Emergency Safeguard Measures in GATS
Policy Options for South Asia
Center for Trade and Development | March 19, 2008
The General Agreement on Trade in Services (GATS), concluded in 1994, was the first attempt to negotiate rules in global services trade at the multilateral level. In the 1990s, the share of services trade in global trade was rising. Innovations in telecommunications led to newer means of trading services across distances. Global services multinationals spread operations in a large number of countries. With the growing volume of services trade, it was thought necessary to reduce trade barriers and promote services liberalization.

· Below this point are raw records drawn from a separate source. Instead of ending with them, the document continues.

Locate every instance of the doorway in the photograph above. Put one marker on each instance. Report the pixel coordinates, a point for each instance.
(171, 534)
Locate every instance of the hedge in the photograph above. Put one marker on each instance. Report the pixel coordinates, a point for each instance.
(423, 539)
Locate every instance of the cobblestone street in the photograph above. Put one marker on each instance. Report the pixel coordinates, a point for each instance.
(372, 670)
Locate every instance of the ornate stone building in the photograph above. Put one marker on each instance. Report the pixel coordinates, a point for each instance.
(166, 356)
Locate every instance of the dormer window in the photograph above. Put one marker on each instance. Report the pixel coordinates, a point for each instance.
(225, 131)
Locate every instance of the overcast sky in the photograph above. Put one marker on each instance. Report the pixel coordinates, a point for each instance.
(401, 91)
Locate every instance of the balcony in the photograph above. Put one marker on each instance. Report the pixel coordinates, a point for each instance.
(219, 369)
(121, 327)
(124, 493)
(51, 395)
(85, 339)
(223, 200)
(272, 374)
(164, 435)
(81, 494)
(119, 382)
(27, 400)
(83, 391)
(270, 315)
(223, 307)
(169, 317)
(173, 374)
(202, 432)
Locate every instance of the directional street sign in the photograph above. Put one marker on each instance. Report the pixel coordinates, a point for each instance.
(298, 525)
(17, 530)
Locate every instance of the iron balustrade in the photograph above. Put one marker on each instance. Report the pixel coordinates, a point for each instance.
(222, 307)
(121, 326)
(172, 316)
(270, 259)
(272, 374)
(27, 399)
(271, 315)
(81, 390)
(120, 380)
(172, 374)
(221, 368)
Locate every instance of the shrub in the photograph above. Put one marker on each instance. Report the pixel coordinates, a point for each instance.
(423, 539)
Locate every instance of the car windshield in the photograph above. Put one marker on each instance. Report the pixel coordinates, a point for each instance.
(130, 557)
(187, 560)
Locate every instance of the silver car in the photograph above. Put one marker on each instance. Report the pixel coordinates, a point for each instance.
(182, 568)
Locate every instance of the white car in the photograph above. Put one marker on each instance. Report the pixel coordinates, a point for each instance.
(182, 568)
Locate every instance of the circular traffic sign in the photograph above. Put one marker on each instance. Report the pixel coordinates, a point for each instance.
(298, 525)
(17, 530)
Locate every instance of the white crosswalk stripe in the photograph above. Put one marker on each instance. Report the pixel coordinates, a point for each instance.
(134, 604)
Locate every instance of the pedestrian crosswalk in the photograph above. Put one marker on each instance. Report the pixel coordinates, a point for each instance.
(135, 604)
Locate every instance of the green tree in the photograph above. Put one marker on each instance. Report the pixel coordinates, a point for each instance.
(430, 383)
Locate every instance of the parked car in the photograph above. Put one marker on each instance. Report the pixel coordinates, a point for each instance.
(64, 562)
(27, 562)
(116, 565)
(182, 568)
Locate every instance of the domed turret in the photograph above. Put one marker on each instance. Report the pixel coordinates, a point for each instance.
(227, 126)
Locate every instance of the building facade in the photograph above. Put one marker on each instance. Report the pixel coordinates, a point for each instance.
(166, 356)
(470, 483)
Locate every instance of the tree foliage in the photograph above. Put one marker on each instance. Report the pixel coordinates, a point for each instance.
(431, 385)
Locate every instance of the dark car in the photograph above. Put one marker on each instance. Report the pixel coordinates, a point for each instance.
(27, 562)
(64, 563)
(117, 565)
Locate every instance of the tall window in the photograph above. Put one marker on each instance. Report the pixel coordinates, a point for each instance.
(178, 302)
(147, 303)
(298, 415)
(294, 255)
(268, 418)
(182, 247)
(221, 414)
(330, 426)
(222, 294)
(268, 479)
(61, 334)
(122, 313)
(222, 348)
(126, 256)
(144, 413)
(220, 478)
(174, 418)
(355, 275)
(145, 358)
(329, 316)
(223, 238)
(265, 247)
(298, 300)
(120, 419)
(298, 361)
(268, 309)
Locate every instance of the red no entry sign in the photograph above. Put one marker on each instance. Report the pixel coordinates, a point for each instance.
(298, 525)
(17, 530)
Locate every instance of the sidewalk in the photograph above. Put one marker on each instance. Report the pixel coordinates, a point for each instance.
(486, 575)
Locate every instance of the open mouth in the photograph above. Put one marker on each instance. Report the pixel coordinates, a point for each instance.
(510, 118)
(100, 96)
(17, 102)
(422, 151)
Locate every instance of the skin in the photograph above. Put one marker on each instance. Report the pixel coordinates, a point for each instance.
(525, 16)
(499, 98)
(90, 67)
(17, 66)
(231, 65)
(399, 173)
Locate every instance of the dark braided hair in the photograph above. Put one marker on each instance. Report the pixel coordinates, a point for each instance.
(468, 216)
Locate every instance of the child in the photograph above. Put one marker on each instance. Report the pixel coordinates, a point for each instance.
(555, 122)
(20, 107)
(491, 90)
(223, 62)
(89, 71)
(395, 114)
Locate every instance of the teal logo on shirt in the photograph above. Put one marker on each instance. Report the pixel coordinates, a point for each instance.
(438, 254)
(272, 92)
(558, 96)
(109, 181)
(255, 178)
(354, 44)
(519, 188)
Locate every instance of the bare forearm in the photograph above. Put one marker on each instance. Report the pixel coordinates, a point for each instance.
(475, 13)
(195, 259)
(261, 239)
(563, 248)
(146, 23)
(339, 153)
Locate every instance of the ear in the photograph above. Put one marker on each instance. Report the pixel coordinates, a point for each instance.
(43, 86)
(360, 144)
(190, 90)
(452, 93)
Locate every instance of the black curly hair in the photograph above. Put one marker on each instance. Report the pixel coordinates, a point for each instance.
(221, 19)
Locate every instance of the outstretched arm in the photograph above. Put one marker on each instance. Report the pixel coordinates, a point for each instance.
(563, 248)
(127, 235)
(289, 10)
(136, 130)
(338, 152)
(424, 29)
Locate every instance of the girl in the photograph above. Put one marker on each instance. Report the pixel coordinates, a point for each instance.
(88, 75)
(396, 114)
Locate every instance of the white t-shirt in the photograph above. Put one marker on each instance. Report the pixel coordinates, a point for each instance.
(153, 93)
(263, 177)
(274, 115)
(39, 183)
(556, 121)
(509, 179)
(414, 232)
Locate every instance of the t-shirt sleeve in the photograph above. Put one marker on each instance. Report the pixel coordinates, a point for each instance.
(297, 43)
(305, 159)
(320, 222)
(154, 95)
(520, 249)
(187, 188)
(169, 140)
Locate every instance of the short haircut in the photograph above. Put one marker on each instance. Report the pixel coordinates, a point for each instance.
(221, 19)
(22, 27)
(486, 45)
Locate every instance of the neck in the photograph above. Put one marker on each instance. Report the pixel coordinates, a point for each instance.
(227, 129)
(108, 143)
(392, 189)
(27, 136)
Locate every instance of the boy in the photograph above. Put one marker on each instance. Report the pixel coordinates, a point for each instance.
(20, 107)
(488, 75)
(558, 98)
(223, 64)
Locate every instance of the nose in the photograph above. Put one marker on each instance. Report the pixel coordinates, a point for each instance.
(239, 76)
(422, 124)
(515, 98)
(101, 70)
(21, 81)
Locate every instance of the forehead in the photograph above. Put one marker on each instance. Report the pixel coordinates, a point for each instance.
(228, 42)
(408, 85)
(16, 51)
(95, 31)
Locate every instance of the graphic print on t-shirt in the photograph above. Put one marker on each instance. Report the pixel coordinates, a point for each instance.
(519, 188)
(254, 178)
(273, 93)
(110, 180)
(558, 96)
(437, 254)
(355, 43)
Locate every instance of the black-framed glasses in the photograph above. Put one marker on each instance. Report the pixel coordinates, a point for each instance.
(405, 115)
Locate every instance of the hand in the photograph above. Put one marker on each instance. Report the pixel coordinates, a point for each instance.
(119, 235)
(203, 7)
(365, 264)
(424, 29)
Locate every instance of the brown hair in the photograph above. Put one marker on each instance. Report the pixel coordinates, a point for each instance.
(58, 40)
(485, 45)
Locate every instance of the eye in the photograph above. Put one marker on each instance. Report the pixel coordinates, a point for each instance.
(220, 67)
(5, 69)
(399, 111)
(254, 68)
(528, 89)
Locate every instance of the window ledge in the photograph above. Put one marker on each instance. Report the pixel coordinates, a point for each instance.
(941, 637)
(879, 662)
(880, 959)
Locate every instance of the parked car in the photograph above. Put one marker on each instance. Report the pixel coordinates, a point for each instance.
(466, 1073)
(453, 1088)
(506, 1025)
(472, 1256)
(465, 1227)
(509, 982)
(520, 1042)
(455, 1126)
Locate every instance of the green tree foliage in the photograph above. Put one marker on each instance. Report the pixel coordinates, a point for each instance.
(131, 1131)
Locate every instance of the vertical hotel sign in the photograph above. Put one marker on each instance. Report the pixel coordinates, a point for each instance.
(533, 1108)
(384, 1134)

During the Uruguay round, which led to the formation of the WTO, most developing countries were opposed to the idea of a services agreement. The result was a negotiated bargain wherein GATS and TRIPS would be a part of the single undertaking, while the OECD countries would open their economies for textiles, agriculture and labour-intensive manufactured goods from the developing countries. Within GATS also, Article X on Emergency Safeguard Measures (ESMs), was a part of the balance struck, which led the developing countries to accept the GATS commitments. The negotiations on ESMs have continued for 12 years, yet differences amongst Member countries on key issues have stalled forward movement. This paper is an attempt to understand whether the South Asian countries, with their mixed experiences of the services economy, can develop a common position regarding ESMs.